– Так, Старшой, ты учти, что подстрелить-то – по разному могут. Могут, знаешь, и промеж лопаток попасть. Так, чисто случайно…
Могут, конечно.
Могут.
Но ведь я-то тебя тогда – не подстрелил?
И Ваха Хохла не хлопнул, хотя уж кто-кто, а Хохол того точно стоил, по-любому.
Но – дембельнулся ведь, сука?!
Дембельнулся.
А Ваха – повесился.
Вообще-то, – дурак, конечно…
Ну и что, сортиры собственной зубной щеткой почистил, кто их не чистил-то, причем, мягко скажем, по разному?!
А у этого грызуна молодого – национальная гордость, понимаешь.

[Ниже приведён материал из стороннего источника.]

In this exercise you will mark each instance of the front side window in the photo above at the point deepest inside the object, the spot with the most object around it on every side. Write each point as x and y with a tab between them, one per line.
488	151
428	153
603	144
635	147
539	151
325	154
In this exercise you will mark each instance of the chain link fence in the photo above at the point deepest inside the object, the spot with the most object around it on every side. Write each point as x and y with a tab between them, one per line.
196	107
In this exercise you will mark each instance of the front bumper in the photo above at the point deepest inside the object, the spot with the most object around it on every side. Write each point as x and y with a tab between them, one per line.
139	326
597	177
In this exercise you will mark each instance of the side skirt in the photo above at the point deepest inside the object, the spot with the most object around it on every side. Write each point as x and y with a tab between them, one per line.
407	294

Правда, Хохол тогда тоже переборщил, когда ему на спину «золотой дождь» начал устраивать. У нас после этого весь призыв Хохла мочить хотел, на первых же боевых. Сам же помнишь: ротный его до дембеля на операции не брал.
Берег, значит.
Теперь Хохол, говорят, ему письма из Союза пишет, про жизнь свою мирную рассказывает…

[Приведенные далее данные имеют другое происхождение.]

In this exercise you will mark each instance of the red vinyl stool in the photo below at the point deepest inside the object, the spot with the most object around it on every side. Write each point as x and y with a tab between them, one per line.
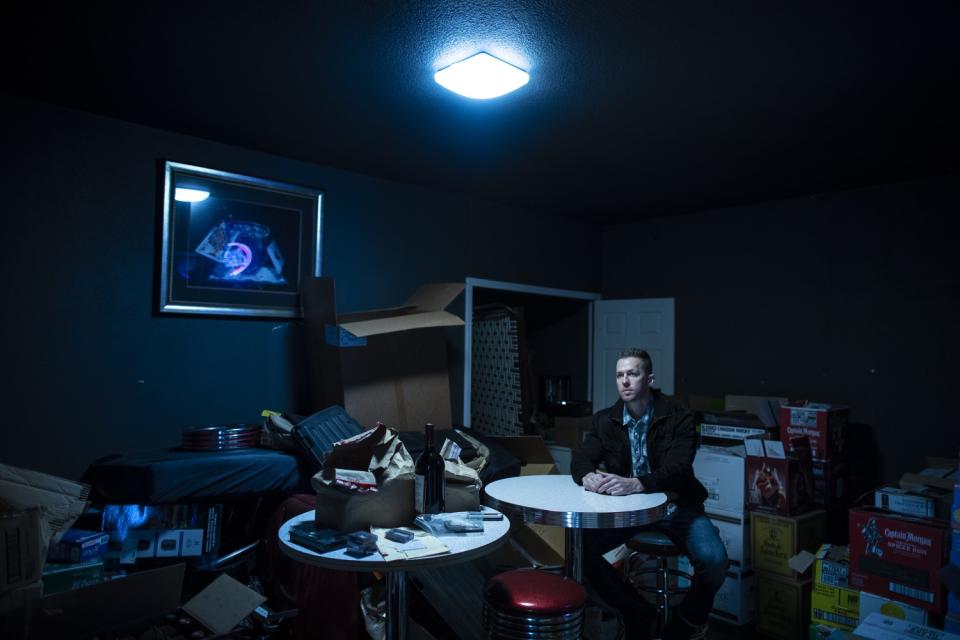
529	603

Так что, Лис, – херня все это.
Давай-ка лучше еще одну забьем, чтобы уж совсем загаситься, по полной. А то сил больше нет на всю эту херню смотреть, да еще и думать о ней при этом. А совсем не думать – у меня почему-то не получается…
– Слышь, Старшой. А ты, правду говорят, стихи пишешь?
Во дела!
И это знают!
Ну, – правда, ну, – пишу, тебе-то какая разница?
– Учился, да?
Я не этому учился, Лисенок.
Не стихам.
Не в этом дело.
В живых людей пулями стрелять я тоже, извини, не учился.
А – ничего.
Получается.
– Слышь, Старшой. А прозу какую, ну, рассказы там, или, скажем, повести, как, не пробовал?
Пробовал.
Но тебе – один хрен не скажу, лучше в смешок переведу: сострю, например, что-нибудь, попошлее.
Ну, скажем, про ту же Верку из медсанчасти, – как плана обкурившись, полночи стихи ей читал, прямо на краю вертолетного поля, под четырехметровым кустом конопли, похожим скорее на какое-то дерево.
Она-то, дура жирная, совсем другого от меня ожидала.
Да и сам я, если уж совсем честно, не Гумилева с Мандельштамом этой корове деревенской всю ночь декламировать собирался.
Приходы, они тоже, знаете ли, – разными бывают.
Ой, разными…
А она потом ко мне еще долго доебывалась с непрестанно мучившим ее простую деревенскую душу вопросом: что, блять, все-таки такое «конквистадор», почему он старый, и как оно правильно произносится…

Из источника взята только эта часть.